The Signs of Autumn: Halloween Night


Written by Tiffany Nguyen


Photograph credits: Tiffany Nguyen

The feeling of the familiar warm, heavy air twists into something more rigid--a crisper tone with a cooler atmosphere.

As day transitions into night, the air grows colder while the moon glows brighter. There is beauty in the eeriness of the dark night, and cool temperature. The slight breeze that leaves a chill through the spine, leaving a tingling sensation all throughout your body. The ice cold fingers, hands rubbing against each other trying to keep warm.


The sound of beach waves turns into the crunches of leaves and twigs, each step ensues a ringing pleasure--the satisfying noise of a transitioning season.

The rustle of the restless leaves as the wind blows by, some even falling off the branches, leaving a skeleton of the tree. The screams of young children as they run around their neighborhoods, asking for a “trick” or a “treat”. Eerie noises of witch cackles, werewolf howls, and the unwrapping of cavities.

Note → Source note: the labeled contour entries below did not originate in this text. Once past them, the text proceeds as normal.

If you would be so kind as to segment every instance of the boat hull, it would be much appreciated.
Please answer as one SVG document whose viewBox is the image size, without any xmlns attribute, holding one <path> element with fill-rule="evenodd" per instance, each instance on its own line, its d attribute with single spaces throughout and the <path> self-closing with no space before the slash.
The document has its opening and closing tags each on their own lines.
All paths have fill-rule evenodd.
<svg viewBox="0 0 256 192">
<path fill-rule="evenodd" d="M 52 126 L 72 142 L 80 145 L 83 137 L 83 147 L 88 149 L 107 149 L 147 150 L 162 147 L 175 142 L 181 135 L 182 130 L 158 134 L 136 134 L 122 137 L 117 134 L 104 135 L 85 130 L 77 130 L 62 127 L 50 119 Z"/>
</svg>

The smell of pumpkins and apple ciders circulate throughout the air, filling us with the hit of autumn.

The aroma of smoke from bonfires, pumpkin patches, and hay from hayrides linger in the air. The smell of sweet treats such as pumpkin, chai, and cinnamon flavored baked goods surround us. The subtle yet distinct smell of fall leaves that many recognize.


The sight of bright colored days fade into a contrasting shade of warm colors; the bright reds, oranges, and yellows that capture our eyes.

Blurred visions from smoke machines, the flashing bright, red, white, orange, and blue lights, a stark contrast to the soft, delicate warmth of the morning fall leaves. Colorful face paint, fake red blood, white sheets all clashing in one night; a parade of color.


The taste of rich warmth in a cup--the limitless hot beverages of all sorts that sink into your stomach; the mimic of a hug.

A cup of hot chocolate, chai tea, apple cider, or pumpkin spiced flavored anything by the fireplace, sitting around bundled up watching horror movies. A night in or a night out, the feeling of the liquid drop down to your stomach, spreading throughout your body.